% Generated by roxygen2: do not edit by hand
% Please edit documentation in R/PsychWordVec.R
\name{data_transform}
\alias{data_transform}
\title{Transform plain text data of word vectors into a compressed ".RData" file.}
\usage{
data_transform(
  file.load,
  file.save,
  sep = " ",
  header = "auto",
  encoding = "auto",
  compress = "bzip2",
  compress.level = 9,
  verbose = TRUE
)
}
\arguments{
\item{file.load}{File name of raw data (must be plain text).

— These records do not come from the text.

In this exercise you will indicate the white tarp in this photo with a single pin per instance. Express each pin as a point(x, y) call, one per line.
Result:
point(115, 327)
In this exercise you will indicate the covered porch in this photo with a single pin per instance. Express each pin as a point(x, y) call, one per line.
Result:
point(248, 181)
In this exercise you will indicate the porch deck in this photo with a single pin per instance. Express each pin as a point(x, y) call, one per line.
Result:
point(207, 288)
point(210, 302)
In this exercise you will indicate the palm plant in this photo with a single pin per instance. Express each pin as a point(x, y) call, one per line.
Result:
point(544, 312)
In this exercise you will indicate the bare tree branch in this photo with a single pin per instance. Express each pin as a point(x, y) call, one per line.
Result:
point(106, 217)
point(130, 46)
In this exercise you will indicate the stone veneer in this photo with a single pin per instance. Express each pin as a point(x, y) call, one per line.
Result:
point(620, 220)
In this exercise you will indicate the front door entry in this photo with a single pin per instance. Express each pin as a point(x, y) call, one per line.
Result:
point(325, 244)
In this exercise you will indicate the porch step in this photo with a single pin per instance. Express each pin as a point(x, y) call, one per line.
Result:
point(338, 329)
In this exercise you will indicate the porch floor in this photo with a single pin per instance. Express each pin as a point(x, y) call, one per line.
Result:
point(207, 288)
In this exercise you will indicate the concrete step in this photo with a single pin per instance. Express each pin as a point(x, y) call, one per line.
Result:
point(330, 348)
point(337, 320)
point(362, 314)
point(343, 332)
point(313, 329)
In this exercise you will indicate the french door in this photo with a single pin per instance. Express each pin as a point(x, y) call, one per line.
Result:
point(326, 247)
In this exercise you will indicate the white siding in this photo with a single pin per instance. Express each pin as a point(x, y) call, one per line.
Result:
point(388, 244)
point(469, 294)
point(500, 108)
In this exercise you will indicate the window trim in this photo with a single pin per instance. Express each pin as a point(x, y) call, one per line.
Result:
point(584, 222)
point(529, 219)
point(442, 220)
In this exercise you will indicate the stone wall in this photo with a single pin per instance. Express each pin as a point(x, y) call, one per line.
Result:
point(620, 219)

Data must be in this format (values separated by \code{sep}):

cat 0.001 0.002 0.003 0.004 0.005 ... 0.300

dog 0.301 0.302 0.303 0.304 0.305 ... 0.600}

\item{file.save}{File name of to-be-saved R data (must be .RData).}

\item{sep}{Column separator. Defaults to \code{" "}.}

\item{header}{Is the 1st row a header (e.g., meta-information such as "2000000 300")?
Defaults to \code{"auto"}, which automatically determines whether there is a header.
If \code{TRUE}, then the 1st row will be dropped.}

\item{encoding}{File encoding. Defaults to \code{"auto"}
(using \code{\link[vroom:vroom_lines]{vroom::vroom_lines()}} to fast read the file).
If specified to any other value (e.g., \code{"UTF-8"}),
then it uses \code{\link[base:readLines]{readLines()}} to read the file,
which is much slower than \code{vroom}.}

\item{compress}{Compression method for the saved file. Defaults to \code{"bzip2"}.

Options include:
\itemize{
  \item \code{1} or \code{"gzip"}: modest file size (fastest)
  \item \code{2} or \code{"bzip2"}: small file size (fast)
  \item \code{3} or \code{"xz"}: minimized file size (slow)
}}

\item{compress.level}{Compression level from \code{0} (none) to \code{9}
(maximal compression for minimal file size). Defaults to \code{9}.}

\item{verbose}{Print information to the console? Defaults to \code{TRUE}.}
}
\value{
A \code{data.table} (of new class \code{wordvec}) with two variables: \code{word} and \code{vec}.
}
\description{
Transform plain text data of word vectors into a compressed ".RData" file.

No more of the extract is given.